L’année 2016 aura été marquée à coup sûr par les grands et multiples discours et interventions du Roi Mohammed VI. Ils ont ponctué et continueront à poncturer l’activité politique, économique et sociale du Maroc, par leur fraîcheur, leur pertinence et, en particulier par leur ton. Un ton, on ne cessera jamais de le souligner, qui ne sacrifie ni à la rhétorique, ni à la langue de bois.
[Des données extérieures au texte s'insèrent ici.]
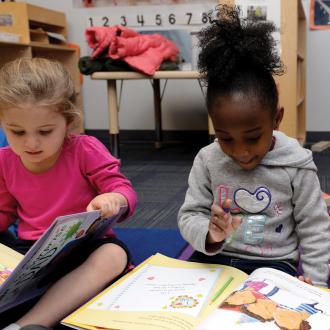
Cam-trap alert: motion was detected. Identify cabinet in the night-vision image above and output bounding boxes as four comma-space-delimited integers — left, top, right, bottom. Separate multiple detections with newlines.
217, 0, 306, 144
0, 2, 81, 130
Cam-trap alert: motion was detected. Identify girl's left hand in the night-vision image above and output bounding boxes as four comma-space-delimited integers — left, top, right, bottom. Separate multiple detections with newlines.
87, 193, 127, 218
298, 275, 313, 285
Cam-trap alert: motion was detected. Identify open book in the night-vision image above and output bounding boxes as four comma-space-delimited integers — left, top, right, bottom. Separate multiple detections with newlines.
62, 254, 330, 330
0, 207, 126, 313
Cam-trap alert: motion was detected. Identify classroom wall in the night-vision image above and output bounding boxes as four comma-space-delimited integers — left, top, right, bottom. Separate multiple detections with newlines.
27, 0, 207, 130
303, 0, 330, 132
27, 0, 330, 131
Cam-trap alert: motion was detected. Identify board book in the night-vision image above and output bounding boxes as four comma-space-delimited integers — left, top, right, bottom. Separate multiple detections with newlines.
62, 254, 330, 330
0, 207, 126, 313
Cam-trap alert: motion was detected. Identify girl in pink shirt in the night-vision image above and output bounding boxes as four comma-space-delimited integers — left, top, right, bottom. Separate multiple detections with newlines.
0, 58, 136, 330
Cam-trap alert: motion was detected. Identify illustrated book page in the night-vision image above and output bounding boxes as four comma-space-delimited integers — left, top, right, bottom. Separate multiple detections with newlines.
62, 254, 247, 330
0, 207, 126, 313
198, 268, 330, 330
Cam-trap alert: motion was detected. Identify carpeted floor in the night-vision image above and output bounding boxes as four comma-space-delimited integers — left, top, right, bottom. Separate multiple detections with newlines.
118, 144, 201, 228
114, 143, 330, 228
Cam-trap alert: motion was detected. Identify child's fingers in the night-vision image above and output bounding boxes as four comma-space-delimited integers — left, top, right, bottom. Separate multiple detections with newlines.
298, 275, 313, 285
231, 216, 242, 230
221, 198, 231, 213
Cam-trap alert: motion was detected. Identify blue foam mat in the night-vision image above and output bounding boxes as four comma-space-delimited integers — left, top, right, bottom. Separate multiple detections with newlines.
114, 228, 188, 265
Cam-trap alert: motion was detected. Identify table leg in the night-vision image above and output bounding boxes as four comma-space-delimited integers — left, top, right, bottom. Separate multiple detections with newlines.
107, 80, 120, 157
152, 79, 163, 149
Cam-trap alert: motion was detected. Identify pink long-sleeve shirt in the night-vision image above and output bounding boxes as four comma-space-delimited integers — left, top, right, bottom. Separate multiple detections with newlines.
0, 135, 137, 240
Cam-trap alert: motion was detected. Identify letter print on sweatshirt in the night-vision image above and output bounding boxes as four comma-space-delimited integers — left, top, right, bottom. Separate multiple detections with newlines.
234, 186, 272, 245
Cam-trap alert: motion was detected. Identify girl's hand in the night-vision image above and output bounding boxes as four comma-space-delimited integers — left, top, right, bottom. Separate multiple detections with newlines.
87, 193, 127, 218
207, 199, 241, 244
298, 275, 313, 285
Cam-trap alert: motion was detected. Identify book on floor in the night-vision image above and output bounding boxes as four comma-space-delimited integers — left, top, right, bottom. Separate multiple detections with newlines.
0, 207, 126, 313
62, 254, 330, 330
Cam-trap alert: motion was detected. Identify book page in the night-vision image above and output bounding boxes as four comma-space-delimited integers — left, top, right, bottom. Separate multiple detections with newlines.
0, 243, 23, 286
63, 254, 247, 330
0, 207, 126, 312
198, 268, 330, 330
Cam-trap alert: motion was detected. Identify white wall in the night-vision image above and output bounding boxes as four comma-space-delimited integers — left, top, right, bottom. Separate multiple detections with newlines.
27, 0, 330, 131
27, 0, 207, 130
303, 0, 330, 131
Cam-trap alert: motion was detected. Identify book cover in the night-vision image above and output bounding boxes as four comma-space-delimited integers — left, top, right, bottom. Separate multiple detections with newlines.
0, 207, 126, 313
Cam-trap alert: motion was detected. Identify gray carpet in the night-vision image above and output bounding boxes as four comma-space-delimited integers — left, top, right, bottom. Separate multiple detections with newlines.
118, 143, 330, 228
118, 144, 201, 228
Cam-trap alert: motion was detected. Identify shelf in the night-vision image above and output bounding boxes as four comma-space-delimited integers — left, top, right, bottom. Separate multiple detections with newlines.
297, 52, 305, 62
0, 40, 29, 46
297, 97, 305, 108
29, 41, 76, 52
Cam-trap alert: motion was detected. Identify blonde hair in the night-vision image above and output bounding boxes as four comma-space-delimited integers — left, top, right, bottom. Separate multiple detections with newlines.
0, 57, 81, 127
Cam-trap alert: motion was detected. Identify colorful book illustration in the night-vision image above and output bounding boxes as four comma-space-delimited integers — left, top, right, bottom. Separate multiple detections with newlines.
198, 268, 330, 330
0, 207, 126, 313
62, 254, 330, 330
62, 254, 244, 330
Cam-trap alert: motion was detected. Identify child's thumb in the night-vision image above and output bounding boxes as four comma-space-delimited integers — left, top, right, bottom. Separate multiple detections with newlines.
221, 198, 231, 213
231, 216, 242, 230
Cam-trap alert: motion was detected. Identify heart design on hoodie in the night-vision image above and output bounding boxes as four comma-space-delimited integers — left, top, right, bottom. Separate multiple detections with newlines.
234, 187, 272, 214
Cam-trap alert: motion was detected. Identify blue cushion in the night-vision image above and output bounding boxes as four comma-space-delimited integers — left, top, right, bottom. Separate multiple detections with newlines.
114, 228, 188, 265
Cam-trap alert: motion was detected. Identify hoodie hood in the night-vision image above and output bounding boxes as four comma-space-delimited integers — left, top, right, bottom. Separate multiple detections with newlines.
261, 131, 316, 170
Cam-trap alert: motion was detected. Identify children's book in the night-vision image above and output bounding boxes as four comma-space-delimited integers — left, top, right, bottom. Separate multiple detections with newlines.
0, 207, 126, 313
62, 254, 330, 330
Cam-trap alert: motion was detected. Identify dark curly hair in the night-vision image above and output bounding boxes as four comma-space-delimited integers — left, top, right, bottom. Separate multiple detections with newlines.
198, 5, 284, 113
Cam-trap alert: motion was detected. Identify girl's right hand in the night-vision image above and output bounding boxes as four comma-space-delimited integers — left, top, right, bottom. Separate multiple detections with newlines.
207, 199, 241, 244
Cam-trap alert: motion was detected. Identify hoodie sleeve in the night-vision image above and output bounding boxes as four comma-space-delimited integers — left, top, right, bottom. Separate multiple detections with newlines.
292, 169, 330, 287
178, 151, 221, 255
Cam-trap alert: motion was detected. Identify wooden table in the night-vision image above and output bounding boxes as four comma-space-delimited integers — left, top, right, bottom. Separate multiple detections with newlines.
91, 71, 210, 157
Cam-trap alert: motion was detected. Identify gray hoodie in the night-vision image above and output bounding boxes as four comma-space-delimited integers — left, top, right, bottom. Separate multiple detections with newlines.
178, 131, 330, 286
Entre le discours célébrant le 40ème anniversaire de la Marche verte et prononcé à Lâayoune et celui de la Fête du Trône aujourd’hui, en passant par celui de Ryad le 20 avril dernier à portée internationale, un fil d’Ariane guide la pensée royale : enraciner notre pays dans la culture exigeante de la Réforme et du progrès, consolider le socle du développement économique et social, renforcer l’Etat de droit et promouvoir une citoyenneté consciente et responsable.
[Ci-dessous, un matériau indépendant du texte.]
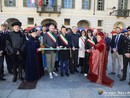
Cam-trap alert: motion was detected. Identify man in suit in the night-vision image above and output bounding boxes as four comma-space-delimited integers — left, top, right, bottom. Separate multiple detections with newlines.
120, 26, 130, 85
109, 27, 125, 78
43, 24, 58, 79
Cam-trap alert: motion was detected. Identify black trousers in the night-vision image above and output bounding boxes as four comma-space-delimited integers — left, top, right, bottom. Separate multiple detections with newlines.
84, 53, 90, 74
11, 54, 23, 78
0, 56, 4, 77
69, 50, 78, 71
79, 58, 86, 73
5, 54, 13, 73
122, 56, 130, 79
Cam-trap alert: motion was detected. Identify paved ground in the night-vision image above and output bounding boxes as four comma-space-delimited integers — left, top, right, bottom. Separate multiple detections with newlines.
0, 54, 130, 98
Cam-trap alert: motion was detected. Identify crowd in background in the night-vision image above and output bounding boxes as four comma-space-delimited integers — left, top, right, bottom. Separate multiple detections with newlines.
0, 22, 130, 87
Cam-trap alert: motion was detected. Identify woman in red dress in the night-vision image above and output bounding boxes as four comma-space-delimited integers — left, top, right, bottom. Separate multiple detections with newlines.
87, 32, 114, 87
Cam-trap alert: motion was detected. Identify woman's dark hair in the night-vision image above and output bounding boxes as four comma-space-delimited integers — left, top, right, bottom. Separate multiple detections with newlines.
86, 29, 93, 39
80, 30, 86, 36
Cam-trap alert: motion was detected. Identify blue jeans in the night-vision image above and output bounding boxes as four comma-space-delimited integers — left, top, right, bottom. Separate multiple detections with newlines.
42, 54, 47, 68
0, 56, 4, 77
60, 60, 69, 73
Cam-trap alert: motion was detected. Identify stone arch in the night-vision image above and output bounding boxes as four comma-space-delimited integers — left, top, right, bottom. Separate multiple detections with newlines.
113, 22, 125, 29
41, 19, 57, 27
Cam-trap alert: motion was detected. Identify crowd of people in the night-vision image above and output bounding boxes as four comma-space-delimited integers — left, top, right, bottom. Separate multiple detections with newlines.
0, 22, 130, 87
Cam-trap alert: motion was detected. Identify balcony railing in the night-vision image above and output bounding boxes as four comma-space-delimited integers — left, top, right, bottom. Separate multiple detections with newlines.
115, 9, 130, 17
37, 5, 61, 13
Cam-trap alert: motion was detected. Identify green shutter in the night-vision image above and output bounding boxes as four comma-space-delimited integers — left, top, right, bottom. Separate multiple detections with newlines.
72, 0, 75, 8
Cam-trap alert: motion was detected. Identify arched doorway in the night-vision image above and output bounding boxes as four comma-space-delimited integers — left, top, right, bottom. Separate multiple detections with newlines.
6, 18, 19, 29
41, 19, 57, 28
113, 22, 125, 29
77, 20, 90, 28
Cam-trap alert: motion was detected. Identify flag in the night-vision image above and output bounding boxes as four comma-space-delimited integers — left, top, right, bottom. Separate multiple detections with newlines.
38, 0, 43, 6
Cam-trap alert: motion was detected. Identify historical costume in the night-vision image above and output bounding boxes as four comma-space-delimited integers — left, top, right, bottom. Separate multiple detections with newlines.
84, 29, 97, 76
25, 28, 43, 81
110, 27, 125, 78
70, 26, 79, 74
120, 27, 130, 85
43, 25, 58, 79
6, 22, 25, 82
78, 30, 86, 73
87, 32, 114, 87
58, 26, 70, 76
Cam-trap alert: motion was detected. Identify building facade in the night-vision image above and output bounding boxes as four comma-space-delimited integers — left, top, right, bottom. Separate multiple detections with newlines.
0, 0, 130, 32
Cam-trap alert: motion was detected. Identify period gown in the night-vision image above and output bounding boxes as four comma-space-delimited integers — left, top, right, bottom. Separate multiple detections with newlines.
25, 36, 44, 81
88, 40, 114, 87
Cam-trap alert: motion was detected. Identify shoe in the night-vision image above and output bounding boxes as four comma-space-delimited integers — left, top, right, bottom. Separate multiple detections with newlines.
65, 73, 70, 77
0, 77, 6, 81
120, 78, 126, 81
84, 73, 88, 77
49, 72, 53, 79
52, 72, 58, 76
117, 74, 121, 78
128, 82, 130, 85
109, 72, 116, 75
60, 73, 64, 77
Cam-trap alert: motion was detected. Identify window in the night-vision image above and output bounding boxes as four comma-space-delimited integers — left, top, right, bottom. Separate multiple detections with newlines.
28, 18, 34, 25
62, 0, 75, 8
43, 0, 57, 6
98, 20, 103, 27
118, 0, 128, 9
23, 0, 36, 7
64, 19, 70, 25
4, 0, 16, 7
97, 0, 104, 11
82, 0, 91, 9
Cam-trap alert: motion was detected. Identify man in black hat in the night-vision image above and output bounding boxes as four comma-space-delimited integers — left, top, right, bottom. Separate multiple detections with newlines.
120, 26, 130, 85
9, 22, 25, 82
0, 22, 12, 76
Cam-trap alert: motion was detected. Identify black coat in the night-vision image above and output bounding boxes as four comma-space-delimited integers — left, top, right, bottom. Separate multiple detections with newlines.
111, 35, 126, 55
57, 34, 70, 60
25, 37, 44, 81
43, 33, 57, 54
0, 33, 5, 51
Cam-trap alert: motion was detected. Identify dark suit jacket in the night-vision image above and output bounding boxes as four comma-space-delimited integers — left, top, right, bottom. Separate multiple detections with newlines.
43, 33, 57, 54
111, 35, 125, 55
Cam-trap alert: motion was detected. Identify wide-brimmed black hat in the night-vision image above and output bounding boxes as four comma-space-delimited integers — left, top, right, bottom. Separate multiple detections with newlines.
11, 21, 22, 27
29, 28, 37, 33
127, 26, 130, 31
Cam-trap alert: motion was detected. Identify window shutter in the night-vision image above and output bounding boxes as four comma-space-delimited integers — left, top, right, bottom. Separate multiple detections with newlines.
72, 0, 75, 8
88, 0, 91, 10
124, 0, 128, 9
61, 0, 64, 8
La Beiâa, pacte sacré entre la monarchie et le peuple
A ce faisceau de paradigmes, le Roi est demeuré attaché depuis l’avènement de son règne, en juillet 1999, il y a donc de cela dix-sept ans. Le Discours du Trône, qui est aussi le Message à la Nation retrace, en effet régulièrement et avec solennité ces différentes étapes de l’évolution du Royaume. Le Discours du Trône ne manque jamais de faire référence au concept de la Beiâa (allégeance) qui est à l’histoire du Maroc ce que l’âme respiratoire est à une vie, à un corps. Elle est l’acte constitutif de cette relation symbiotique entre le Roi et le peuple qui, au-delà de l’herméneutique qui lui sert d’explication, est la réalité organique du Maroc.
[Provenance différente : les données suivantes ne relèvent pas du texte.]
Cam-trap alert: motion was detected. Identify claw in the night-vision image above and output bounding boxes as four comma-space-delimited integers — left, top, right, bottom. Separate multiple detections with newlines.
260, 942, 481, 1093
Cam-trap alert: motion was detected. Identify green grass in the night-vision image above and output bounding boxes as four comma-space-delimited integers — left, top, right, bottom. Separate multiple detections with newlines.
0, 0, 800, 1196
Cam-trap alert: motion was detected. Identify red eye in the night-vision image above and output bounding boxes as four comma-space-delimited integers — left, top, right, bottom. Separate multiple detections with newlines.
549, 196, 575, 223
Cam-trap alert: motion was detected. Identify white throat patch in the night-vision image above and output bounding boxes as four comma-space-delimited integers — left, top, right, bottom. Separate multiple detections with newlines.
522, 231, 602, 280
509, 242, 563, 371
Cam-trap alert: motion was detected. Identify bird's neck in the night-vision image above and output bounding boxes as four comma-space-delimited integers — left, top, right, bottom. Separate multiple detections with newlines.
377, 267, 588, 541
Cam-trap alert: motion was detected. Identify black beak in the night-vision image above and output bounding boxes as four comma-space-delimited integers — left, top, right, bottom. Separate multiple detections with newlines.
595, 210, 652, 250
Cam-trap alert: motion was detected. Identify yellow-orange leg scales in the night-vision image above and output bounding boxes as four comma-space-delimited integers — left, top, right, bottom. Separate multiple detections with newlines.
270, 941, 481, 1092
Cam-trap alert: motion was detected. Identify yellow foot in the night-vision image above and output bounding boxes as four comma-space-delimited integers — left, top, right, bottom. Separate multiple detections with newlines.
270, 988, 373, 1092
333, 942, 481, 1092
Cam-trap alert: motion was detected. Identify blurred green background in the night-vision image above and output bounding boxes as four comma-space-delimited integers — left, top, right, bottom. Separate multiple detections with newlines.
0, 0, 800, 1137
Un discours du Trône, d’habitude solennel et structuré sous forme de programme, c’est aussi l’occasion de rappeler avec force que le Roi est un militant engagé et le peuple son compagnon. Que leur relation est fondée, depuis la nuit des temps, sur une double fidélité réaffirmée au-delà du temps. La Beiâa est l’article fondamental du pacte monarchique qui transcende les époques et les hommes. L’activité et l’engagement du Roi découlent de ce principe incontournable. C’est la raison pour laquelle, d’emblée, le Roi Mohammed VI a tenu à évoquer « les liens indéfectibles de la Beiâa et de la parfaite symbiose qui nous unissent », affirmant sa « détermination à poursuivre le travail engagé pour concrétiser les aspirations légitimes du peuple ».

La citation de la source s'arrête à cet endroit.